Myocardial viability assessment by contrast-enhanced magnetic resonance imaging

^* Division of Cardiology, Johns Hopkins Hospital, Baltimore, Maryland, USA

^* Reprint requests and correspondence: Dr. Joao A. C. Lima, Johns Hopkins Hospital, Division of Cardiology, Blalock 569, 600 North Wolfe Street, Baltimore, Maryland 21287, USA.
jlima{at}jhmi.edu

Beek et al. (7) compared MRI studies performed in the acute post-infarction phase with similar studies obtained 2 to 4 months later in 30 patients. Of 500 dysfunctional segments, 273 (55%) improved at follow-up, with little or no difference in rate of improvement between segments with no necrosis, compared to those with necrosis involving up to 25% of the left ventricular (LV) wall thickness. As involvement extended across the LV wall, the likelihood of functional recovery diminished, underscoring the power of contrast-enhanced MRI to quantify transmural necrosis in patients with AMI. In this regard, Beek et al. (7) indicate that some degree of recovery can be expected in 20% to 30% of segments significantly involved by transmural necrosis (>50% of the LV wall), although complete recovery in that setting occurs much less frequently (5% to 15%). Methodologically, the study arrives at these conclusions through state-of-the-art contrast-enhanced MRI methods coupled with visual analysis of segmental function, a frequently used but less objective method to measure segmental function. On the other hand, the utilization of multilevel logistic regression analysis to assess the statistical significance of predicted differences in functional recovery, represents an advantage over methods that do not adjust for the codependence of segments at different levels of the typical analysis tree used in viability studies.

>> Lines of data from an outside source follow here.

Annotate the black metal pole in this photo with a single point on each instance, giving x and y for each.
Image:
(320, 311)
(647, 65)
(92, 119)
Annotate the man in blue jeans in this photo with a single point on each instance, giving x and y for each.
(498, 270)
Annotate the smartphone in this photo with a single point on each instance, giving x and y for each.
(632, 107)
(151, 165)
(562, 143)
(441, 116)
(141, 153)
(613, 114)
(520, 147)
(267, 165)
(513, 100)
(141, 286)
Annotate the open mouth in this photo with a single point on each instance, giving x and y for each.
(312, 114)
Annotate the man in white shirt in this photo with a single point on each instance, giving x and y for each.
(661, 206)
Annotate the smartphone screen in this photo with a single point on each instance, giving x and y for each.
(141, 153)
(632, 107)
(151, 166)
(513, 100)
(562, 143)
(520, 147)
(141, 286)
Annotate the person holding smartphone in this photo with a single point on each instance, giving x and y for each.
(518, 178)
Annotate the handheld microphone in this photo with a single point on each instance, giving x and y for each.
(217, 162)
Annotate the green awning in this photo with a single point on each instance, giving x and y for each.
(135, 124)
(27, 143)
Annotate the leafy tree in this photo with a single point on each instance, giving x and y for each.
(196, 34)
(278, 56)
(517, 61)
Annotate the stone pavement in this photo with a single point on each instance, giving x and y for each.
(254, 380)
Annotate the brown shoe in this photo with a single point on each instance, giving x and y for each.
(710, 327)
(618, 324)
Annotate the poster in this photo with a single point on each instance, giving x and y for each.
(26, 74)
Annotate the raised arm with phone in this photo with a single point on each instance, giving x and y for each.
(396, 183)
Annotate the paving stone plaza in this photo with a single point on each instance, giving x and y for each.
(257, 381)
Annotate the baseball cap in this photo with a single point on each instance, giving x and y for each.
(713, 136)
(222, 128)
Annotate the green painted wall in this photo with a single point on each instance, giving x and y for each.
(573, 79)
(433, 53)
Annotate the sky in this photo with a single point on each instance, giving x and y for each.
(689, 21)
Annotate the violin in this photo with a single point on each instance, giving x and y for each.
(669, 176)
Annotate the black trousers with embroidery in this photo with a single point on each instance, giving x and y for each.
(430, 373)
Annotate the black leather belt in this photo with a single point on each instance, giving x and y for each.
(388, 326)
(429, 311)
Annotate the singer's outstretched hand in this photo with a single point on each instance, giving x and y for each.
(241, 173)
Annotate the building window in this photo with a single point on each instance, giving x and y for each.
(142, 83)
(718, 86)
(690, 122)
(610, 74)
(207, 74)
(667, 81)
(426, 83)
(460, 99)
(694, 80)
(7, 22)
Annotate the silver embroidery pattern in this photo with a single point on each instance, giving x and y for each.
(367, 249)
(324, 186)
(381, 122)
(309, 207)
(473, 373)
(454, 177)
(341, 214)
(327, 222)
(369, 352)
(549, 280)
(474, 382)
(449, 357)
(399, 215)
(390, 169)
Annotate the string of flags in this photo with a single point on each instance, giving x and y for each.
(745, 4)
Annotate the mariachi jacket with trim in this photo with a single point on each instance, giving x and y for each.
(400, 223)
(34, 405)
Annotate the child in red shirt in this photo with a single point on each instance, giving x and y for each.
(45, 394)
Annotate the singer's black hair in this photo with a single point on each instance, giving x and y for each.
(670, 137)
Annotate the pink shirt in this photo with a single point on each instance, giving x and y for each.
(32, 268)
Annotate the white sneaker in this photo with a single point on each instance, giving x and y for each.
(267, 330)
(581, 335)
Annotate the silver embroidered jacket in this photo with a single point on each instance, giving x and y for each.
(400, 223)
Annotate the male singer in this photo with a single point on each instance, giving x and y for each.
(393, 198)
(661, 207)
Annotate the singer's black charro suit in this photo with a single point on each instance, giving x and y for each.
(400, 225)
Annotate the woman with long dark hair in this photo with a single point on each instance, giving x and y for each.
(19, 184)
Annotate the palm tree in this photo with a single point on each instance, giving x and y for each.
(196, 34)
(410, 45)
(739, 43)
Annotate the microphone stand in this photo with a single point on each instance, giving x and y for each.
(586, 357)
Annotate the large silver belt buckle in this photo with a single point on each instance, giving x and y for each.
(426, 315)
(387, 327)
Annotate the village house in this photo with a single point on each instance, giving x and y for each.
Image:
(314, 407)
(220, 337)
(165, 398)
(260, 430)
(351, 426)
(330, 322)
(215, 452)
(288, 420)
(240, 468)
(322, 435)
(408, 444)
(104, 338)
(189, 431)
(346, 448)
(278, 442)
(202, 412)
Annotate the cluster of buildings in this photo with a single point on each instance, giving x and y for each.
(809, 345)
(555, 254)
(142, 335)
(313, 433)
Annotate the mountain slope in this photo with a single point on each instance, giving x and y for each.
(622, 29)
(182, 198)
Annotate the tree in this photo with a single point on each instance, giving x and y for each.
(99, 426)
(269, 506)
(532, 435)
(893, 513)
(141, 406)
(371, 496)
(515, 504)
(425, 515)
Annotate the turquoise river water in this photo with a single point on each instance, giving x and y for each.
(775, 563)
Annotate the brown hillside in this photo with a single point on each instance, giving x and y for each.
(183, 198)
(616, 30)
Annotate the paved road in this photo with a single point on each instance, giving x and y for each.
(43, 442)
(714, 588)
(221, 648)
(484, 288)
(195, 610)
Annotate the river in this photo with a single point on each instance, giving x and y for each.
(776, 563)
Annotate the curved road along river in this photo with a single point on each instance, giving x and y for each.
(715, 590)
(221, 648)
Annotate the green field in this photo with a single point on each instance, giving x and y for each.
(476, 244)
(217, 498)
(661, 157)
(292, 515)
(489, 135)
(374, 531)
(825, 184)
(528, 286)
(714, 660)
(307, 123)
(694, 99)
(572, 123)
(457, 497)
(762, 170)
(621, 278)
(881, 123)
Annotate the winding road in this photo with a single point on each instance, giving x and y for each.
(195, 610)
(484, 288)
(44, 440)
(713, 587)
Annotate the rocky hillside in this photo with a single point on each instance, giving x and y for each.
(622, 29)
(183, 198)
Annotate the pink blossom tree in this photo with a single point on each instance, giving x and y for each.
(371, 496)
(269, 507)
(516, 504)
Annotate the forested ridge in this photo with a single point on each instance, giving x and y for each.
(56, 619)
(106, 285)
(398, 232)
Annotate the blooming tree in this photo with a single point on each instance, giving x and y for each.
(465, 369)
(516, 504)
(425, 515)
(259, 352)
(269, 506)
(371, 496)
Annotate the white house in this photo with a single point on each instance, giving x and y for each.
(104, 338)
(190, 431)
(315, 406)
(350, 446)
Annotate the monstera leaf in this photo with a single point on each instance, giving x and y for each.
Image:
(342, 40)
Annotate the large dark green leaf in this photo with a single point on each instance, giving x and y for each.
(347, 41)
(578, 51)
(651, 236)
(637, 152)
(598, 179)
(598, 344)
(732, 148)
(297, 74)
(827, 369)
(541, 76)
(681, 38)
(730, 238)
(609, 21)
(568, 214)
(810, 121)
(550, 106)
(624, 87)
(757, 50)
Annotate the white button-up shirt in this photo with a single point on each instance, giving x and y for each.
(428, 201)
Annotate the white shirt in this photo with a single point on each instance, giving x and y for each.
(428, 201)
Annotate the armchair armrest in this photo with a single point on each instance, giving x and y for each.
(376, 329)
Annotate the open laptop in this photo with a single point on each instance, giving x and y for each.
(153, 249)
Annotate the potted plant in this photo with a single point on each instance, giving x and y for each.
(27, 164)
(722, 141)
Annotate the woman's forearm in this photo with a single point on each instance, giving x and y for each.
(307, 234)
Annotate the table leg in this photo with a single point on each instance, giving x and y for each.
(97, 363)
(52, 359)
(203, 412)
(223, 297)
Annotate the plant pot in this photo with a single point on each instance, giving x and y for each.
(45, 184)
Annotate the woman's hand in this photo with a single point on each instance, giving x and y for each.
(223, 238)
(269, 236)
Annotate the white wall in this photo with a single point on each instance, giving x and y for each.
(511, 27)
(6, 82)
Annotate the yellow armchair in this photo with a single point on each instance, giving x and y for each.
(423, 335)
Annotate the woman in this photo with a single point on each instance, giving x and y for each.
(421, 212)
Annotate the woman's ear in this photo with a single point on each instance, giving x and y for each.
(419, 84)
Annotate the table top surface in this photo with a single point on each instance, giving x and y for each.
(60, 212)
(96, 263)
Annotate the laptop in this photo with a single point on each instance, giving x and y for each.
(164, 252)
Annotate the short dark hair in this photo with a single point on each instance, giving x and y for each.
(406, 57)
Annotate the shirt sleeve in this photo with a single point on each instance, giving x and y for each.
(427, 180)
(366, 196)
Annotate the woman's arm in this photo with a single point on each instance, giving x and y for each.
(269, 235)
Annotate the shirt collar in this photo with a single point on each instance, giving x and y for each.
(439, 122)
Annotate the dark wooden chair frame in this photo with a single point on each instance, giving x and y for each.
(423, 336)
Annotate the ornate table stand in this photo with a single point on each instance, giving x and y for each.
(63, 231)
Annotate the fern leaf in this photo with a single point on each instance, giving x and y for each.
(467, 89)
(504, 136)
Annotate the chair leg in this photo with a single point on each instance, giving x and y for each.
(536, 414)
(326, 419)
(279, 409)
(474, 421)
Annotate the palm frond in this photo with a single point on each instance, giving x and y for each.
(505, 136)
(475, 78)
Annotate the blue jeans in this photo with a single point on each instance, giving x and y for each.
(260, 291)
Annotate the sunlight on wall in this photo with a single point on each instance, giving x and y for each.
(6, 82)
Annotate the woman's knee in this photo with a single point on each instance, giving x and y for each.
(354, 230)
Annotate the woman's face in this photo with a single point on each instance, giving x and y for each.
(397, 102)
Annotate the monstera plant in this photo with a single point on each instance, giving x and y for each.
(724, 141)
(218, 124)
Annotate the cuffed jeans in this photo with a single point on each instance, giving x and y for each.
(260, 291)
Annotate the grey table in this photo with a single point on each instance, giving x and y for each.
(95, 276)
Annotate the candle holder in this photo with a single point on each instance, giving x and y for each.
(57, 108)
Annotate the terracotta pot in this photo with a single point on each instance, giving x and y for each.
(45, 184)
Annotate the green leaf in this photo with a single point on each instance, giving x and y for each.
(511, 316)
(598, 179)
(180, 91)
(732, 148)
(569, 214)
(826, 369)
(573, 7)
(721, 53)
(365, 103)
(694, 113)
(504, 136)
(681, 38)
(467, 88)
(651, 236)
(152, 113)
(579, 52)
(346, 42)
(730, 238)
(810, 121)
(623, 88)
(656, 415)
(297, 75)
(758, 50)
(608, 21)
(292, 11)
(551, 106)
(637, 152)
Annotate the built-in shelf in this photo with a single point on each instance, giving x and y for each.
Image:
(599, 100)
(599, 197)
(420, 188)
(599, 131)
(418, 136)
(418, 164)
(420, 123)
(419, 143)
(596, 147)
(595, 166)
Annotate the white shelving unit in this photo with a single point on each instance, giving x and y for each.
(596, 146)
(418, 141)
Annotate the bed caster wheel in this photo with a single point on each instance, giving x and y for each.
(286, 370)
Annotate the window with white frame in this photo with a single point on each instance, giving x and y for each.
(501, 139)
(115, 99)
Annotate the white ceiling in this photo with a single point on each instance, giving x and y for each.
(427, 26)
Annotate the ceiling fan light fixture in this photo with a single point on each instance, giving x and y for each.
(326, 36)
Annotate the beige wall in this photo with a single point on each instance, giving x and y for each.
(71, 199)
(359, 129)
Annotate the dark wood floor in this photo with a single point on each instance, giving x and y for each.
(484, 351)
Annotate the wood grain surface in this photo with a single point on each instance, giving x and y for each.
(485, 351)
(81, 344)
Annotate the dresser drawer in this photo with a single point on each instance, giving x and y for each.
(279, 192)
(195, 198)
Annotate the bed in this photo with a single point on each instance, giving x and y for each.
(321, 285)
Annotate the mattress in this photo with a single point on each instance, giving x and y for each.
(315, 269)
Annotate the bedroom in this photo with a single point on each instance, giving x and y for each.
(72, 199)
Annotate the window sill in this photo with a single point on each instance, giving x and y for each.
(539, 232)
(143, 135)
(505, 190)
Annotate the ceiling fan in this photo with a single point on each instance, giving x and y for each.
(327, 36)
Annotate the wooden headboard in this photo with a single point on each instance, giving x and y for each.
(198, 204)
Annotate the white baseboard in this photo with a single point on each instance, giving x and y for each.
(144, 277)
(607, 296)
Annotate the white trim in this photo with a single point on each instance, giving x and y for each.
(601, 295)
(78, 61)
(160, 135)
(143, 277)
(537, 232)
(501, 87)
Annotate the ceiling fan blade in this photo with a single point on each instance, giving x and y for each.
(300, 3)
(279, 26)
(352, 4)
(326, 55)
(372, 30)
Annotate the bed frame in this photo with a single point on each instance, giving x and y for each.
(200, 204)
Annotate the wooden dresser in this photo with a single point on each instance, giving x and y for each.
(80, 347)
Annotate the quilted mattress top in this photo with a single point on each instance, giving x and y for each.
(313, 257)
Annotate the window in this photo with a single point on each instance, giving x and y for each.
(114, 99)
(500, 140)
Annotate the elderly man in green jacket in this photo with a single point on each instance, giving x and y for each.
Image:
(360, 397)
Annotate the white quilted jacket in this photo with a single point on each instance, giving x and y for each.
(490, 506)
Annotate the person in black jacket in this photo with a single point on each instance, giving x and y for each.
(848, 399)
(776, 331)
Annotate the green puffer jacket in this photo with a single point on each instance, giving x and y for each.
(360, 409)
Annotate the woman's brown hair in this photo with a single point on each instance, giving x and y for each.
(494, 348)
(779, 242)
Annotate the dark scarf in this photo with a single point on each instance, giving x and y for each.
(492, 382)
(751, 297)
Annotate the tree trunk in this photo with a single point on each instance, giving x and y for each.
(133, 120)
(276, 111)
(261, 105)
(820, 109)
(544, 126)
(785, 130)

The demonstration of functional recovery in segments partially involved by necrosis, most frequently at the subendocardial level, is important not only from a clinical standpoint, but also for a more complete understanding of LV remodeling after myocardial infarction (MI). Although it first led to questioning the validity of measuring myocardial necrosis as the extent of MRI delayed hyperenhancement (8), additional studies documenting the influence of partial volume effects (9) on the reproducible overestimation of necrosis by MRI methods (3), have further underscored the power of contrast-enhanced MRI to discern viable from nonviable tissue across the LV wall. The development of improved techniques to amplify the differences between hyperenhanced necrotic tissue and normal myocardium (10) has also contributed to the growing clinical incorporation of these techniques by generating images that are obvious to the naked eye and preclude offline analyses to determine the exact boundaries between normal and abnormal tissue (5–7,9).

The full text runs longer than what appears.